Janson put an arm around Elise and looked down at her, and it occurred to J.C. that they looked somehow right together, no matter how different they might be. Now he could well see why Elise had been so enraged at her father’s remarks about keeping the blood lines pure, and he felt an even greater anger at Whitley.
“If there’s anything that I can do to help, all you have to do is ask,” he said, watching the dark man with his patched and faded overalls, and this girl who was long ago more sister than friend. “Anything at all—” Love more often than not had nothing to do with proper choices and good, common sense, J.C. told himself—it had everything to do with feelings and passions and pleasures beyond any right or reason. Everyone had a right to that. Everyone—whether their choice was a man who wore patched overalls and sweated in the sun—
Or i
f it was a girl with a bad reputation, a ruined name, and an often unpredictable nature. And J.C. Cooper would do anything to assure that.
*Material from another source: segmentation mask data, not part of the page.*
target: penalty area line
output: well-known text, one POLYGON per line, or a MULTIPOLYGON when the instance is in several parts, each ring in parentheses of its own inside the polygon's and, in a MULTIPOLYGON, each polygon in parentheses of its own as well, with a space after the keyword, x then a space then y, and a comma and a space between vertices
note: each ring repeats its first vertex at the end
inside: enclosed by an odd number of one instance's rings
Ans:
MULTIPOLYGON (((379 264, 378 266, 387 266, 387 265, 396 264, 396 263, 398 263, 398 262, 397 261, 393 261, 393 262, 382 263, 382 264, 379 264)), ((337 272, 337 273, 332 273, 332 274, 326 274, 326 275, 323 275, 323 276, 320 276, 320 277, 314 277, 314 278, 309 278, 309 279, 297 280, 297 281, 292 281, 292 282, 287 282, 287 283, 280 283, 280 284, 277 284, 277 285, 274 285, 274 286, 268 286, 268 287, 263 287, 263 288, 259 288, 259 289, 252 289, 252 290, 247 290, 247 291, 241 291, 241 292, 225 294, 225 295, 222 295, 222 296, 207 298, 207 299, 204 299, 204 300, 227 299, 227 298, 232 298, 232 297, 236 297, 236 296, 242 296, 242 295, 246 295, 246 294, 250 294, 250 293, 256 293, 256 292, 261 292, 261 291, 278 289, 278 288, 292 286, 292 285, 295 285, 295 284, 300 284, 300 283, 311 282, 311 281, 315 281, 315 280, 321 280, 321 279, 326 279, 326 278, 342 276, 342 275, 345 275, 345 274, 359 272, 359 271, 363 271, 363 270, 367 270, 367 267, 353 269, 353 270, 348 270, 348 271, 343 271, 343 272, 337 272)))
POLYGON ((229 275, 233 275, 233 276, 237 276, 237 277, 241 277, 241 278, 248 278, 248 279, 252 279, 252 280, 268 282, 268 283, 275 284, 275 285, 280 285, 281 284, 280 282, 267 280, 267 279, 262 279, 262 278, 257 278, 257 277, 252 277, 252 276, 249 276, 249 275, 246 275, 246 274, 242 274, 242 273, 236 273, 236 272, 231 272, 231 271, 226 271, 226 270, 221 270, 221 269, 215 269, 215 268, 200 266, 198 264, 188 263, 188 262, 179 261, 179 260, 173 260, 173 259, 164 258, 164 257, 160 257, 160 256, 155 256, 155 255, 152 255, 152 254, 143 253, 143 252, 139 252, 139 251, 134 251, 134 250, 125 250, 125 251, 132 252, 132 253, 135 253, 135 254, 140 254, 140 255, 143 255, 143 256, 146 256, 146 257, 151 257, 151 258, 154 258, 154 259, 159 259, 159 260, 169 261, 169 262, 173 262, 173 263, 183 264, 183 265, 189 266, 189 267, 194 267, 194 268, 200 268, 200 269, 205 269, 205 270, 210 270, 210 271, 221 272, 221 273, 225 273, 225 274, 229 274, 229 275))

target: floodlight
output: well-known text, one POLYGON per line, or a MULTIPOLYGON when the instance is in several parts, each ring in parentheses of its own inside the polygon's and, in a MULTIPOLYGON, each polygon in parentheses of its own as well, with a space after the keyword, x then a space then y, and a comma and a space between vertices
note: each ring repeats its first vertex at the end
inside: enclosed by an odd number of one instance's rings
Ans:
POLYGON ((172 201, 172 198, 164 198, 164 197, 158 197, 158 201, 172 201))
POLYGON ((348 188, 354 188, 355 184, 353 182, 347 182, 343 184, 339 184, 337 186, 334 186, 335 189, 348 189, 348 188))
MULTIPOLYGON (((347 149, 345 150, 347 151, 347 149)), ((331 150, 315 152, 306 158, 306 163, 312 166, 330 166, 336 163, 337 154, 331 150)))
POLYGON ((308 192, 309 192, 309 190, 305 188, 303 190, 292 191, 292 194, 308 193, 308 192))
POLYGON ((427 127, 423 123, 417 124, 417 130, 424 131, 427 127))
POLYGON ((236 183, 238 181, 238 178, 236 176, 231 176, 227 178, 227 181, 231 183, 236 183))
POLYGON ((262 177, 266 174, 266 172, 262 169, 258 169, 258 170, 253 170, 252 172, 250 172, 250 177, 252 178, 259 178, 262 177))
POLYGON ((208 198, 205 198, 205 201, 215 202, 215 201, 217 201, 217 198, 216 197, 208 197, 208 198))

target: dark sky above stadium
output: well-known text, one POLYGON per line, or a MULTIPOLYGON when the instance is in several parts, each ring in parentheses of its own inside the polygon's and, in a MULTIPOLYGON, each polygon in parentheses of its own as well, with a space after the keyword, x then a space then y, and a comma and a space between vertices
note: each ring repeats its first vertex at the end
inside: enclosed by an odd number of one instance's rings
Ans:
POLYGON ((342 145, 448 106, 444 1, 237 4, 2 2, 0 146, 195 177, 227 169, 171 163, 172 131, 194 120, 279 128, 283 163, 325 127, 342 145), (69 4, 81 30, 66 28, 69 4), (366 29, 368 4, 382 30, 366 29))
Janson worked harder during those hot fall weeks than he had ever worked before in his life, harder even than he had in those last difficult years of trying to hold onto his land. The cotton harvest had begun, the first bolls breaking open in the green fields to leave the land peppered over with white. Sharecropping families on the Whitley place and throughout the County had already begun to pick the fields they cropped on halves, and, as Janson watched them out among the rows of cotton, it only strengthened his resolve—he would never take Elise to a life such as that. She would never be one of the many farmwives out among the cotton plants; she would never see her children, children sometimes as young as three and four, picking from first light to darkness, picking until backs ached and fingers bled, ignoring school and learning and play and all that children should know, to drag long pick sacks down the rows of cotton, filling them only to empty them and return to the rows again—Elise Whitley would never know a life such as that. Their sons might pick and hoe and chop cotton—but they would do it on their own land, with their own crop, a crop they would never lose half of each year just for the use of land and mules and seed. He owed Elise that much. And his parents. And himself as well.
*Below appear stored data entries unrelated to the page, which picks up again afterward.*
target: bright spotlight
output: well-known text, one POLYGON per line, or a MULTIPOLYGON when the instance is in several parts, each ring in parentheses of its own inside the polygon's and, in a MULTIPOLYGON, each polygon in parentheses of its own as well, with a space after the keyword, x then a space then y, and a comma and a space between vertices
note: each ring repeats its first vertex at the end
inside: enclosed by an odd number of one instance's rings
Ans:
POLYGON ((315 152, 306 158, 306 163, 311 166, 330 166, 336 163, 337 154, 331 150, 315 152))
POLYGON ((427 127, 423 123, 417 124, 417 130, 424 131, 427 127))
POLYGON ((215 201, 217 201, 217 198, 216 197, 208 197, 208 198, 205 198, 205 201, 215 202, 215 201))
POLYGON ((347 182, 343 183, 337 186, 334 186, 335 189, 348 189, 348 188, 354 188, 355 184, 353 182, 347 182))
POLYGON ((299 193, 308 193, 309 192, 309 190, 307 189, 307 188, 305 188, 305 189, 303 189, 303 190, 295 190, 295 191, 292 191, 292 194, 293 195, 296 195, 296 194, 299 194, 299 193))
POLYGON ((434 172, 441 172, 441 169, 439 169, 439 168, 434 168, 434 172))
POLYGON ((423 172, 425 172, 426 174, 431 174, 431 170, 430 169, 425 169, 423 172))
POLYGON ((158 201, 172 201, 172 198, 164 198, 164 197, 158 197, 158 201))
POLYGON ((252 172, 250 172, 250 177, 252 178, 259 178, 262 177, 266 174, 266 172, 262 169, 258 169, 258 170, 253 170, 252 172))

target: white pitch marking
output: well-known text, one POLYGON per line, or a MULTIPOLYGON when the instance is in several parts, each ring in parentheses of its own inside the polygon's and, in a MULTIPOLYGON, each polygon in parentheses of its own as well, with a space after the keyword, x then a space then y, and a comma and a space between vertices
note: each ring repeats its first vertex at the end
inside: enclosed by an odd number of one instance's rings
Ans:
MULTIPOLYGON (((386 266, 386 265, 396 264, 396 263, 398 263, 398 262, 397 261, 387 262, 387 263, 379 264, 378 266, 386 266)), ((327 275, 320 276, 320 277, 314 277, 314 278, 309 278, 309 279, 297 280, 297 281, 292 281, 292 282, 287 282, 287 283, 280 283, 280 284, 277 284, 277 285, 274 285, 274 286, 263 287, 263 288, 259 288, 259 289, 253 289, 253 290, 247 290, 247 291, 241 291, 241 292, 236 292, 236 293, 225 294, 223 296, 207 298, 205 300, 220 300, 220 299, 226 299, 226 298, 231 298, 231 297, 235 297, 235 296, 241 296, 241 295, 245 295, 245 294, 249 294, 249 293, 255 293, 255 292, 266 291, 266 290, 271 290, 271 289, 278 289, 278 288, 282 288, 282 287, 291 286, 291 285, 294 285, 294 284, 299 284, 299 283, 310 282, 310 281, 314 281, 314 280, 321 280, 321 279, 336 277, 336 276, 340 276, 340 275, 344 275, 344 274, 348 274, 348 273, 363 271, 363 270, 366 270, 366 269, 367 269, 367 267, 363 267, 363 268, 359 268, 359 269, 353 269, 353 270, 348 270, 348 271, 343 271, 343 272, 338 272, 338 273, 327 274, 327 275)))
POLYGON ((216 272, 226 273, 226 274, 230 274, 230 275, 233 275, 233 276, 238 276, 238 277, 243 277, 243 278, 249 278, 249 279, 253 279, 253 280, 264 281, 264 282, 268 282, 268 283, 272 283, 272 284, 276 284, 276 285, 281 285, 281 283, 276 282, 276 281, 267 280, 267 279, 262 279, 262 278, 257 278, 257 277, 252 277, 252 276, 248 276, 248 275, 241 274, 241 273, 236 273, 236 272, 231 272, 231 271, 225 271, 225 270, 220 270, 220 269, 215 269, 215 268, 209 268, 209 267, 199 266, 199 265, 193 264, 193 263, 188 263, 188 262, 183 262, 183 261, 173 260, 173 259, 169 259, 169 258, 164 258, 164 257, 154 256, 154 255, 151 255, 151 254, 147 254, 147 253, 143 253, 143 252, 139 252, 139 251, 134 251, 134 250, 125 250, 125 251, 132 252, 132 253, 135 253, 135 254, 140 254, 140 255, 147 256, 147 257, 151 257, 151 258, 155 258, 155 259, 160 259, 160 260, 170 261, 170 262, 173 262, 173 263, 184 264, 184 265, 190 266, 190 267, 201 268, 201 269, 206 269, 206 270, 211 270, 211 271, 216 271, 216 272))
He picked more cotton during those hot days than did any other hand on the Whitley place, though he knew he could get by with less—running liquor for Whitley could have distinct advantages, but they were advantages he rarely made use of. He went to the fields each morning with the other hands, and picked cotton just as they did, dragging the pick sack down the rows until his shoulders ached and even his mind was tired. He took on extra farm chores whenever he could find them, and made whiskey and hauled liquor anytime Whitley had a need—always there was money he could make, money he could put away toward the day when he and Elise could at last leave here together; and work, work that could exhaust his body and his mind, and that could help the days to pass. There was so little time they could be together now, and so many hours in between when he tried so hard not to think about her, for thinking about her always made him want things he should not be wanting—but the wanting would not stop.